The airline has already finalised a deal to bring in an Ecureuil helicopter for its rotor-wing operations. “We have decided to resume our air operations after taking the country’s favourable political climate into account,” Bikas Rana, chairman of Fishtail Air told this daily.
He expressed optimism that the airline would be able to perform better in the aviation sector considering the ongoing efforts for the peace process. “We are optimistic that the renewed hope for permanent peace and tremendous possibilities of increasing tourist arrivals in the country will be favourable for us,” Rana said .
To begin with, Fishtail airline will operate chartered and rescue flights with its six-seater “light utility” Ecureuil helicopter and then purchase another helicopter after six months, said Rana. “We have finalised the deal of purchasing the first helicopter from a French celebrity,” he said declining to disclose the actor’s name.
The chopper is expected to arrive in Kathmandu next month.
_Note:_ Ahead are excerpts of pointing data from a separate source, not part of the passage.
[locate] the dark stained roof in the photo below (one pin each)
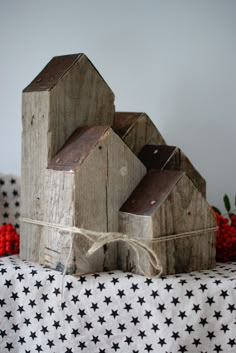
(78, 147)
(123, 121)
(157, 156)
(153, 189)
(52, 73)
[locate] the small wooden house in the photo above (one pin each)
(167, 203)
(137, 130)
(163, 157)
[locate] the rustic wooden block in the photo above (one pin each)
(86, 183)
(137, 130)
(67, 94)
(171, 158)
(165, 203)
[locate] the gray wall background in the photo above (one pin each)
(173, 59)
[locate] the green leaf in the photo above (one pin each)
(227, 203)
(216, 209)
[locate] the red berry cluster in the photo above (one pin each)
(9, 240)
(226, 238)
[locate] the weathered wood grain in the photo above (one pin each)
(67, 94)
(182, 209)
(137, 130)
(171, 158)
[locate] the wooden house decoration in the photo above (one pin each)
(85, 165)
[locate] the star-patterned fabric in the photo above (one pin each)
(10, 199)
(40, 311)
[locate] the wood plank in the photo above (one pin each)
(184, 209)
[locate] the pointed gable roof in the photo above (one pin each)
(77, 147)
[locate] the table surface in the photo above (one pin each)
(40, 311)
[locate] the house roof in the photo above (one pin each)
(54, 71)
(156, 156)
(151, 192)
(77, 147)
(123, 121)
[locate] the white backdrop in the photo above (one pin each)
(173, 59)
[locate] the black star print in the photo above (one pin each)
(168, 321)
(62, 337)
(134, 286)
(108, 333)
(155, 327)
(50, 310)
(75, 299)
(189, 293)
(56, 291)
(196, 307)
(95, 339)
(175, 301)
(33, 335)
(38, 316)
(189, 328)
(161, 307)
(224, 294)
(88, 293)
(210, 301)
(142, 334)
(15, 327)
(203, 321)
(148, 348)
(114, 313)
(27, 322)
(82, 279)
(182, 314)
(9, 346)
(107, 300)
(162, 341)
(69, 285)
(203, 287)
(115, 346)
(121, 293)
(196, 342)
(21, 340)
(26, 290)
(135, 320)
(69, 318)
(88, 326)
(217, 314)
(8, 283)
(82, 345)
(50, 343)
(20, 277)
(75, 332)
(94, 306)
(231, 307)
(168, 287)
(121, 327)
(115, 280)
(218, 348)
(232, 342)
(175, 335)
(101, 320)
(44, 297)
(8, 314)
(2, 302)
(51, 278)
(224, 328)
(56, 324)
(101, 286)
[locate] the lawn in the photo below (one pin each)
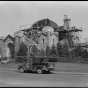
(59, 66)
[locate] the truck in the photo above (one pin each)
(38, 64)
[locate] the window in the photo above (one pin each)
(53, 41)
(43, 40)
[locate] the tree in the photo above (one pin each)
(23, 51)
(42, 53)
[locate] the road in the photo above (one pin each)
(16, 79)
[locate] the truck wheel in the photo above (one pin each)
(39, 71)
(21, 70)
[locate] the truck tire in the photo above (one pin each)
(39, 71)
(21, 70)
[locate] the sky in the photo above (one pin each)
(14, 14)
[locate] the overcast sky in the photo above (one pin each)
(14, 14)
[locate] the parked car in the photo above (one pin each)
(38, 66)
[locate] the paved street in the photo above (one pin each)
(14, 78)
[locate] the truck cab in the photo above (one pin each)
(39, 64)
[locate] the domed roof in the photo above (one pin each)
(44, 22)
(47, 29)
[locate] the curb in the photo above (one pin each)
(56, 72)
(71, 73)
(8, 69)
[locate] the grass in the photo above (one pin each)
(59, 66)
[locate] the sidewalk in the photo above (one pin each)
(13, 67)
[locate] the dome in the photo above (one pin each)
(47, 29)
(44, 22)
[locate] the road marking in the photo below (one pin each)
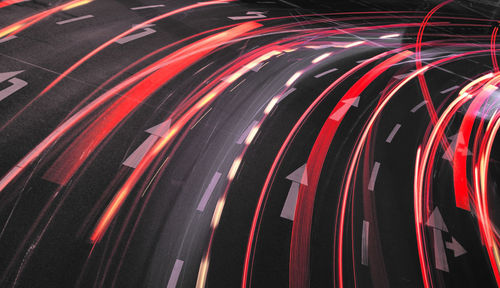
(373, 177)
(439, 252)
(174, 276)
(251, 15)
(288, 92)
(326, 72)
(208, 192)
(449, 89)
(74, 19)
(147, 7)
(393, 133)
(147, 31)
(5, 39)
(246, 132)
(437, 224)
(419, 105)
(450, 152)
(364, 242)
(298, 177)
(16, 84)
(156, 132)
(291, 4)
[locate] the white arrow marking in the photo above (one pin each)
(373, 177)
(174, 276)
(325, 73)
(16, 84)
(393, 133)
(298, 177)
(74, 19)
(343, 109)
(147, 7)
(458, 249)
(288, 92)
(453, 145)
(449, 89)
(251, 15)
(156, 132)
(208, 191)
(5, 39)
(419, 105)
(147, 31)
(246, 132)
(439, 252)
(436, 220)
(364, 242)
(7, 75)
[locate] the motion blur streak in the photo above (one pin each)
(493, 49)
(422, 182)
(418, 62)
(19, 26)
(152, 83)
(6, 3)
Fishtail Air had suspended its operations in September 2003 citing a fall in demand for chartered services and a sharp decline in the inflow of tourists to Nepal due to security reasons.
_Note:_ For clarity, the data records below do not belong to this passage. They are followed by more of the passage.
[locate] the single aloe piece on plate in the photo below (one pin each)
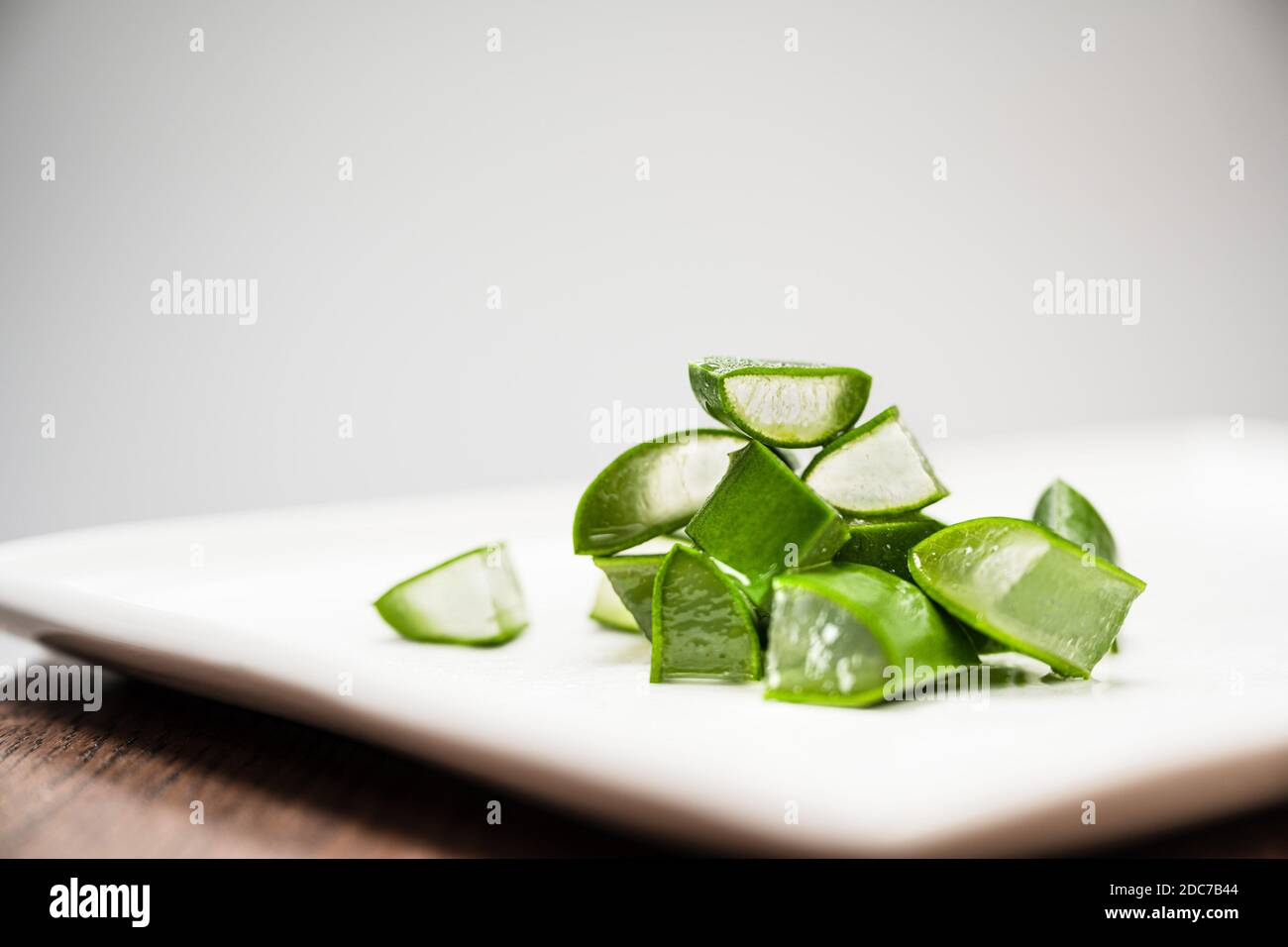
(703, 626)
(630, 577)
(846, 635)
(1067, 513)
(884, 541)
(781, 403)
(1031, 590)
(473, 598)
(876, 470)
(761, 519)
(651, 488)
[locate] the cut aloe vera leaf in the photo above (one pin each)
(631, 577)
(1069, 514)
(1029, 589)
(761, 519)
(781, 403)
(875, 471)
(473, 598)
(609, 611)
(651, 488)
(846, 634)
(884, 541)
(703, 626)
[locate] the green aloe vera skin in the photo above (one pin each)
(649, 489)
(846, 634)
(884, 541)
(631, 575)
(609, 611)
(781, 403)
(761, 519)
(473, 598)
(1026, 587)
(703, 625)
(875, 471)
(1067, 513)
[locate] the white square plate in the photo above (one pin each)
(271, 611)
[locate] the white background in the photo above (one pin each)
(516, 169)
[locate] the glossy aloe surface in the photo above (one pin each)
(761, 519)
(651, 488)
(631, 577)
(473, 598)
(884, 541)
(846, 634)
(781, 403)
(1031, 590)
(1067, 513)
(703, 626)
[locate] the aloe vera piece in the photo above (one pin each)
(1026, 587)
(609, 611)
(473, 598)
(703, 626)
(781, 403)
(651, 488)
(875, 471)
(631, 577)
(884, 541)
(1067, 513)
(761, 519)
(845, 635)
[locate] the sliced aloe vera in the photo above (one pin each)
(703, 626)
(631, 577)
(761, 519)
(781, 403)
(651, 488)
(846, 635)
(1067, 513)
(473, 598)
(609, 611)
(884, 541)
(1029, 589)
(876, 470)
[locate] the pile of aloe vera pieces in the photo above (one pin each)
(829, 582)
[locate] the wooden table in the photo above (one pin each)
(121, 783)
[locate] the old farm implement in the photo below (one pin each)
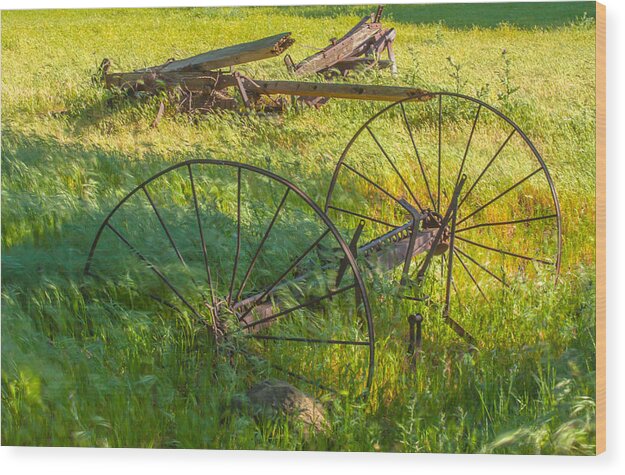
(207, 81)
(439, 201)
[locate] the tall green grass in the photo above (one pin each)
(111, 372)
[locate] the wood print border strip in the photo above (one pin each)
(600, 210)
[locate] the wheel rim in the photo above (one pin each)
(246, 253)
(418, 150)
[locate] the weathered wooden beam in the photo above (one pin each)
(339, 50)
(354, 63)
(229, 56)
(338, 91)
(154, 81)
(217, 81)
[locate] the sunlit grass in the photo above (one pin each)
(111, 368)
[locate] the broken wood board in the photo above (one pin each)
(346, 47)
(230, 56)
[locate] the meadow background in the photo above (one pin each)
(72, 374)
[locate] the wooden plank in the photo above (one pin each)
(334, 53)
(231, 55)
(152, 81)
(338, 91)
(600, 241)
(214, 80)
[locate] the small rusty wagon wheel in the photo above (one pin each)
(458, 187)
(250, 256)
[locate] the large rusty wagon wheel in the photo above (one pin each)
(250, 256)
(450, 163)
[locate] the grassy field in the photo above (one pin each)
(76, 374)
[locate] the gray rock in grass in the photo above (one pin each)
(272, 397)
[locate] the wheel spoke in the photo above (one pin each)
(470, 275)
(374, 184)
(481, 266)
(209, 278)
(309, 340)
(261, 244)
(414, 145)
(284, 274)
(450, 259)
(287, 311)
(238, 248)
(507, 253)
(363, 216)
(500, 195)
(466, 150)
(440, 132)
(162, 222)
(477, 180)
(155, 269)
(388, 159)
(501, 223)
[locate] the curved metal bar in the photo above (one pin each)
(486, 106)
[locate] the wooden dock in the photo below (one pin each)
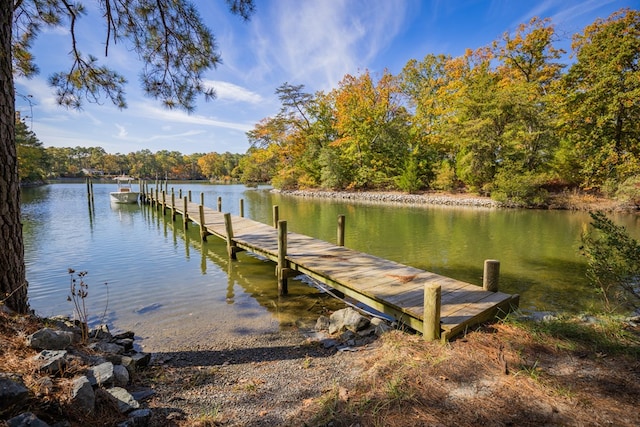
(392, 288)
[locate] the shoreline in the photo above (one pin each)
(561, 201)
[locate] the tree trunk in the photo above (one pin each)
(13, 283)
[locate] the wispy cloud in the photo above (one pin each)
(320, 42)
(230, 92)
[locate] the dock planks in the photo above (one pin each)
(389, 287)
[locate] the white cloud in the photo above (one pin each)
(231, 92)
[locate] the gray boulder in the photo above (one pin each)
(52, 362)
(12, 391)
(101, 374)
(126, 402)
(120, 376)
(82, 395)
(49, 339)
(348, 319)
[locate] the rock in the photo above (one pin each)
(101, 374)
(347, 318)
(12, 391)
(126, 343)
(124, 335)
(143, 394)
(49, 339)
(322, 324)
(26, 419)
(141, 359)
(100, 332)
(120, 376)
(82, 395)
(106, 347)
(380, 326)
(137, 418)
(126, 402)
(53, 361)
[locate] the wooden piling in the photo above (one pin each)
(491, 275)
(185, 214)
(231, 244)
(203, 229)
(173, 205)
(276, 216)
(282, 258)
(431, 316)
(340, 230)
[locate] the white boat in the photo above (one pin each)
(125, 193)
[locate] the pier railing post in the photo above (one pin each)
(276, 216)
(340, 230)
(185, 214)
(231, 244)
(173, 205)
(491, 275)
(203, 229)
(431, 315)
(282, 258)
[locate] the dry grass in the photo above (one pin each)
(49, 395)
(503, 374)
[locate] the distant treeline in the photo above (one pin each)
(37, 163)
(508, 120)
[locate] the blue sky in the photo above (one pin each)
(309, 42)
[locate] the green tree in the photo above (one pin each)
(601, 109)
(170, 38)
(32, 157)
(613, 259)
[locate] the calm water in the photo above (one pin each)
(160, 276)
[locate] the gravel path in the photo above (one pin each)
(256, 380)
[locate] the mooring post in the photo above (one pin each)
(203, 230)
(185, 214)
(173, 205)
(231, 244)
(276, 215)
(491, 275)
(282, 258)
(340, 230)
(431, 315)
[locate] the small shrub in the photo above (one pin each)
(613, 262)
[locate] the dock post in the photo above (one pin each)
(185, 215)
(282, 258)
(491, 275)
(203, 230)
(431, 315)
(276, 216)
(340, 230)
(231, 244)
(173, 205)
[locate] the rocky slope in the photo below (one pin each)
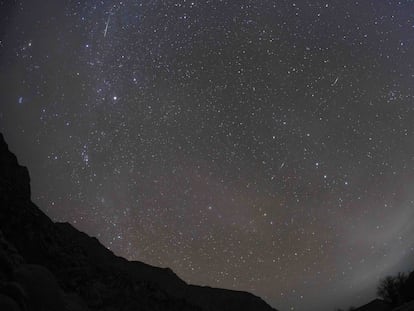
(52, 266)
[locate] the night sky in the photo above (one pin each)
(265, 146)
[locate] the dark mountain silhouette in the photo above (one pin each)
(53, 266)
(404, 293)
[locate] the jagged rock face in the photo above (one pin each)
(79, 273)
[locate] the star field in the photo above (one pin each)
(264, 146)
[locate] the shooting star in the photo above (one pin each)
(106, 26)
Nepal, India to share power
Four transmission lines will be laid across the Nepal-India border shortly to facilitate power-sharing between Nepal and India.
A memorandum of understanding to this effect was signed today between the Nepal Electricity Authority and Infrastructure Leasing and Financial Services (IL&FS) of India.
Managing director of the NEA, Arjun Kumar Karki, and DK Mittal, managing director of the Indian company, signed the agreement. “The transmission line, which will connect four stations in each country, will facilitate power-sharing between the two countries,” said Danda Pani Basyal, an officer at the Nepal Electricity Authority.
On the one hand, it will help Nepal export excess electricity. On the other, it will also provide Nepal with a means to import electricity from India whenever there is shortage of power.
“Though we often talk about importing and exporting electricity with our neighbour, we cannot do so as we cannot implement the Power Purchase Agreement due to lack of transmission lines,” he said. More transmission lines may be laid as per the need.
The transmission line will connect Butwal with Gorakhpur, Duhabi with Purnia, Dhalkebar with Mujaffarpur and Anarmani with Singudhi. Basyal added that joint companies will be instituted in both countries for laying the transmission line.